I don’t think my view is unwarranted, in fact, I feel than many feel that the bay area is a confusing place to live. One woman aptly describes her own experience as a 36 year old in the bay area in this article for The Bold Italic. She states that at 36 it has hit her that she is now in her 30s and that the only adult milestone she has achieved in her life consists of buying a condo, and laments that she still has not figured out her career at 36. Her situation doesn’t strike me as unique, but rather telling of at least one of the issues many people in the bay area face. Some may have a career figured out, but not a partner or children. Others have a partner, and a job, but not enough income to afford a house or kids. It makes me wonder if it is not that the bay area has a culture that dismisses traditional milestones, but rather it’s a place where they may not be achievable for many.

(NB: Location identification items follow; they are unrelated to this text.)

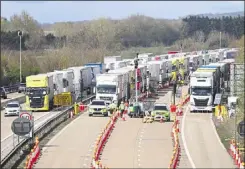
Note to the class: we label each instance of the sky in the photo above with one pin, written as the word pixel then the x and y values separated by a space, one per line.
pixel 60 11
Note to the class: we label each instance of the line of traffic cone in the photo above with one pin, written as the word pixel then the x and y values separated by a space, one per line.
pixel 161 120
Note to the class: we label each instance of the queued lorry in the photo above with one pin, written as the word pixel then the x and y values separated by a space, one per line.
pixel 100 65
pixel 39 92
pixel 204 85
pixel 109 87
pixel 158 71
pixel 183 67
pixel 82 80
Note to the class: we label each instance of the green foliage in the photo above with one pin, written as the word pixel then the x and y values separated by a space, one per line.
pixel 75 43
pixel 232 25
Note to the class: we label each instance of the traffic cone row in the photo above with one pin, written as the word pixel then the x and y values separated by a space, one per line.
pixel 176 152
pixel 235 154
pixel 101 141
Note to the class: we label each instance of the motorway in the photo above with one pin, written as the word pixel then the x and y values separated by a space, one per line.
pixel 134 144
pixel 202 142
pixel 12 96
pixel 73 146
pixel 8 139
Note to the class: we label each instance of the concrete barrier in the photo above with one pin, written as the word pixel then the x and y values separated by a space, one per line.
pixel 21 100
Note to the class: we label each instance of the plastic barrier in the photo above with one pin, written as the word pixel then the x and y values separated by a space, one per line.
pixel 176 152
pixel 33 156
pixel 175 130
pixel 235 154
pixel 102 139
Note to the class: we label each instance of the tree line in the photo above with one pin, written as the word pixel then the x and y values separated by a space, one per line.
pixel 75 43
pixel 134 31
pixel 232 25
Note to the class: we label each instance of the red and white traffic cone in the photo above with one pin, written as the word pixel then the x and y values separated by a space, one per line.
pixel 161 120
pixel 123 117
pixel 71 114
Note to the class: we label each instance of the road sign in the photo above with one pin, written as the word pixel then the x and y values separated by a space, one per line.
pixel 21 126
pixel 241 128
pixel 26 115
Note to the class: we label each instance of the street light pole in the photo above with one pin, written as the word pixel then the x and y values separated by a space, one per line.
pixel 220 40
pixel 20 35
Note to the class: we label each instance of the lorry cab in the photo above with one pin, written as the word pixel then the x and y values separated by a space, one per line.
pixel 161 110
pixel 98 107
pixel 174 69
pixel 202 90
pixel 212 57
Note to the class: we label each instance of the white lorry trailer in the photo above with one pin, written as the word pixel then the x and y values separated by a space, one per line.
pixel 110 59
pixel 109 87
pixel 126 72
pixel 201 91
pixel 67 80
pixel 57 81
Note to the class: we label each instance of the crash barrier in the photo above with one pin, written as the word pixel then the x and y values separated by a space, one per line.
pixel 176 151
pixel 236 155
pixel 20 99
pixel 101 141
pixel 33 156
pixel 223 112
pixel 16 152
pixel 77 109
pixel 11 88
pixel 175 130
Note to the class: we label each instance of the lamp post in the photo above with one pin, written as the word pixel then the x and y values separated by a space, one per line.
pixel 20 33
pixel 220 40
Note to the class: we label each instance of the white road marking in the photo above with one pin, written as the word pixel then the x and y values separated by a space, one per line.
pixel 61 131
pixel 216 134
pixel 184 141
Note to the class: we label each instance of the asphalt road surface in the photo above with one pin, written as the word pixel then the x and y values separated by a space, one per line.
pixel 73 146
pixel 11 96
pixel 203 144
pixel 134 144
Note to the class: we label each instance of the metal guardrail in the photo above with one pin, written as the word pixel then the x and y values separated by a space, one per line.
pixel 23 147
pixel 11 89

In fact going back to the window of my hipster coffee shop in San Francisco, it is not uncommon for protestors to vehemently chant about the gentrification of their city. This gentrification may at least be partially to blame for the inability of several people in the bay area to be able to achieve what were once considered typical life goals. Some have begun to describe this phenomenon as the Silicon Valley Class war. An article titled “In This Silicon Valley Tech Culture and Class War We’re fighting About The Wrong Things” on Wired described the impact of the tech boom on the working class of San Francisco, majority of these incidents such as the BART workers strike and the Google Shuttle protest took place in 2013. Two years later, I only see tech companies and their workers living and thriving in the city, the locals have become out of date, gentrification is in many way’s winning. The Civic Center Bart Stop in SF, which was once considered the sketchiest stop of all, is now home to Twitter and NEMA, an expensive apartment complex, no doubt home to many a tech worker.
Perhaps confusion, and uncertainty is the new normal, and I am the one who is out of date. Today, old monumental establishments such as the Buena Vista Café in Fisherman’s Warf founded in 1912, famous for bringing Irish Coffee to our shores in 1952, coexist with new, hot, happening restaurants such as the highly anticipated Liholiho Yatch Club, which will feature Hawaiian-Indian Cusine. When I finally leave the comfort of my coffee shop, and face the cold, usually foggy streets of the city I encounter millennials, particularly in SOMA, Haight and the Mission, however I also run into homeless people, working class construction workers, and elderly couples, roaming the streets of Nob Hill, and enjoying the view from their rent controlled apartments in the Embarcadero. One trip to China Town or a run into the masses of professionals of all ages and social classes rushing to catch BART, or the Muni reminds me that this city is growing, adapting, and changing, albeit at its own pace, and not without a fight.